Le Bohec indica alcune dominanti [10]:
– l’espressione creazione ( a partire dal desiderio di espressione di ogni essere umano; ‘esso si manifesta a livello dei bambini in una costante formulazione di ipotesi scientifiche, linguistiche, matematiche, filosofiche,..’)
– la comunicazione ( possibilità di comprensione reciproca, di educazione alla pace, di ricerca critica di sapere sulla base della documentazione di cui si dispone, di formulazione di ipotesi, di problemi, di ricerca di soluzioni)
– lo studio dell’ambiente (‘non accontentarsi di un sapere astratto…allargare il cerchio a partire da un centro, dal vicino… in questa epoca di incertezze, di sovrabbondanza di immagini, di dispersione forse è necessario e vitale tornare ad essere homo faber e far funzionare le mani e il corpo’, i sensi e l’osservazione)
– l’organizzazione cooperativa della classe
‘I sistemi scolastici ( e sociali) possono trasformarsi in inclusivi, aumentando le probabilità che non si generino ostacoli o barriere. Abbiamo identificato questi aspetti nel tậtonnement sperimentale, nell’unità della personalità, nel rapporto gioco-lavoro, nell’importanza dell’espressività dei/nei diversi linguaggi per la/ nella co-costruzione dei saperi e quindi della conoscenza; nell’apprendimento mediato della socializzazione e della cooperazione.’ [11]
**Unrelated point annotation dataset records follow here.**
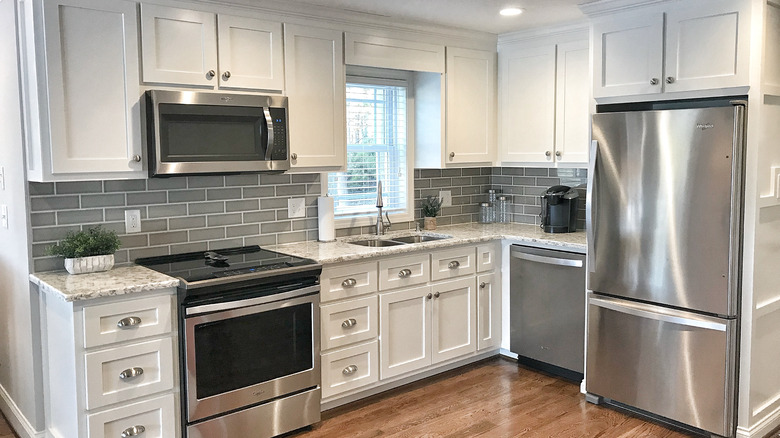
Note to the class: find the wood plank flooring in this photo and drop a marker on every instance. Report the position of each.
(493, 398)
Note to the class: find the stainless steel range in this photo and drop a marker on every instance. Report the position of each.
(248, 324)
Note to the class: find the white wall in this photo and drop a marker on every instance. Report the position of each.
(20, 370)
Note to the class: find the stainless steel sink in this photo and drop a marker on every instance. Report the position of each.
(418, 238)
(376, 243)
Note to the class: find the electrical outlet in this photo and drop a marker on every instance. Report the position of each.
(296, 207)
(446, 198)
(132, 221)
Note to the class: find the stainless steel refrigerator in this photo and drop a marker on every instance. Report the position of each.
(664, 224)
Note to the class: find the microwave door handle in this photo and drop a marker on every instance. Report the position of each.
(269, 127)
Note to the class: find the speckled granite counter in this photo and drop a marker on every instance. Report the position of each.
(341, 250)
(118, 281)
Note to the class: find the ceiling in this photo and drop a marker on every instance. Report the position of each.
(481, 15)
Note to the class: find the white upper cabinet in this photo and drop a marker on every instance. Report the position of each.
(180, 47)
(89, 127)
(316, 90)
(699, 45)
(471, 106)
(628, 56)
(545, 101)
(374, 51)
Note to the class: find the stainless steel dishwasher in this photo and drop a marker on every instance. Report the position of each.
(547, 310)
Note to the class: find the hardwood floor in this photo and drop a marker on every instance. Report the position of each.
(493, 398)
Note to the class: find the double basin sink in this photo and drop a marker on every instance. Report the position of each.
(395, 241)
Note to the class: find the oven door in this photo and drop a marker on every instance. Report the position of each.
(245, 352)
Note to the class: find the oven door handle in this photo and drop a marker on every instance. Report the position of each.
(230, 305)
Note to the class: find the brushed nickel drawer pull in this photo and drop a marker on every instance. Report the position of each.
(128, 322)
(131, 372)
(132, 431)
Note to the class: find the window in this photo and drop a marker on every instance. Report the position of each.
(377, 150)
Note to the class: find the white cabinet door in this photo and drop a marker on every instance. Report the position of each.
(527, 104)
(179, 46)
(404, 330)
(93, 89)
(454, 319)
(707, 47)
(250, 53)
(471, 106)
(316, 90)
(628, 55)
(572, 108)
(488, 312)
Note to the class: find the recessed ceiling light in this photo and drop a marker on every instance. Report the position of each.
(510, 12)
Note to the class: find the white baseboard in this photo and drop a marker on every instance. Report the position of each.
(763, 428)
(15, 418)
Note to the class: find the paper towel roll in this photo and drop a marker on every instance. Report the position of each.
(325, 220)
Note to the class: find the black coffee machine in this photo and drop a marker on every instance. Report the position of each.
(559, 210)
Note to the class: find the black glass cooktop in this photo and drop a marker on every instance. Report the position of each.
(223, 263)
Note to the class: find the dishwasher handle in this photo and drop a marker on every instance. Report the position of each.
(548, 260)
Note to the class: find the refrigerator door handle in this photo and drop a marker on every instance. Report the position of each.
(651, 312)
(547, 260)
(590, 205)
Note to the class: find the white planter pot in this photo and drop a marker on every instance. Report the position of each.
(83, 265)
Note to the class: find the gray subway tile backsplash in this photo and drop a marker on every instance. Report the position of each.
(197, 213)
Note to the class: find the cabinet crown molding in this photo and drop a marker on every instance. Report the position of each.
(603, 7)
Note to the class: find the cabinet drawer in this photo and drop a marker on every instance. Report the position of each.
(349, 368)
(349, 322)
(486, 257)
(347, 281)
(404, 271)
(452, 263)
(109, 373)
(158, 418)
(127, 320)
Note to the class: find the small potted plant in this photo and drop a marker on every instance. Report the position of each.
(87, 251)
(431, 207)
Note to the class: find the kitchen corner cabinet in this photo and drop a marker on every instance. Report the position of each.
(316, 90)
(702, 45)
(471, 106)
(202, 49)
(83, 120)
(110, 365)
(545, 103)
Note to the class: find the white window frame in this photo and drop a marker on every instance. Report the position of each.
(379, 76)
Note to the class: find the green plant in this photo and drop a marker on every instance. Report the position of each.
(92, 242)
(431, 206)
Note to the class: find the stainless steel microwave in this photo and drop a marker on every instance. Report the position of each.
(191, 133)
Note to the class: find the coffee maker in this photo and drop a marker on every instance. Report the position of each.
(559, 210)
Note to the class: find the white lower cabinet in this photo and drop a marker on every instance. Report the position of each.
(110, 366)
(391, 319)
(405, 326)
(155, 418)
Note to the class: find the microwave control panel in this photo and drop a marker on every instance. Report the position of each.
(279, 120)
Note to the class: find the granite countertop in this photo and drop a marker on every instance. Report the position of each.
(133, 278)
(118, 281)
(341, 250)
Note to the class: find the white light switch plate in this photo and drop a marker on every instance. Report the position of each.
(446, 198)
(296, 207)
(132, 221)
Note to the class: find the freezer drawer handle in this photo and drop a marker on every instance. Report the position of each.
(645, 311)
(547, 260)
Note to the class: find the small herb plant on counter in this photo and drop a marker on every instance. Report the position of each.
(91, 250)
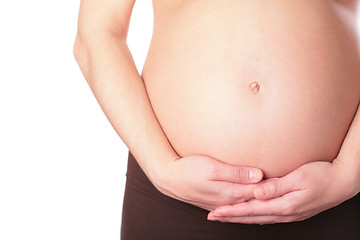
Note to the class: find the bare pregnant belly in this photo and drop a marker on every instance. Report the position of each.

[1] Freinet C., ‘Les invariants pédagogiques- Oeuvres pédagogiques’– Seuil-Paris-1994-vol. 2 pp 383-413 ‘Le invarianti dell’apprendimento’, trad. di A. Goussot; XII invariante
[2] Le Bohec P., ‘La macchina e il gruppo’, in Cooperazione Ediucativa n. 5/1989, La Nuova Italia, Firenze, p. 40
[3] Bocci F. ‘Tậtonnement sperimentale, unità della personalità, gioco-lavoro, espressività, linguaggi e cooperazione. Una attualizzazione del pensiero di Célestin Freinet nella cornice dell’inclusione’ in Goussot A. (a cura di) ‘Per una pedagogia della vita’ , Ed. del Rosone, Foggia, 2016 , pp 185-186
[4] Lentin L., ‘Dal parlare al leggere’, Emme edizioni, Milano, 1979, p. 38
[5] Freinet C., ‘I detti di Matteo. una moderna pedagogia del buon senso’, La Nuova Italia, Firenze, 1962; ‘L’apprendimento della lingua secondo il metodo naturale’, La Nuova Italia, Firenze, 1974
[6] Foucambert J,, ‘Come si impara a leggere’, Emme edizioni, Milano, 1976: ‘Quando uno di questi specialisti sentenzia in materia di lettura, Io penso sempre a quel chimico che voleva insegnare il nuoto perché conosceva bene la composizione delle molecole dell’acqua!’ (p.20)
[7] Freinet C., ‘Saggio di psicologia sensibile (applicato all’educazione)’, Le Monnier, Firenze, 1972
[8] Meirieu Ph., ‘ Pedagogia. Dai luoghi comuni ai concetti chiave, Aracne, Roma, 2018 (a cura di Enrico Bottero)
[9] Le Bohec P., ‘Il metodo naturale come base permanente della formazione’ Cooperazione Educativa n. 11/ 1993, La nuova Italia, Firenze, pp. 4 sgg.
[10] Le Bohec P. ‘C’è un aspetto politico nella pedagogia di Freinet?’ Cooperazione Educativa n. 6/1995, La Nuova Italia, Firenze, PP. 4 sgg.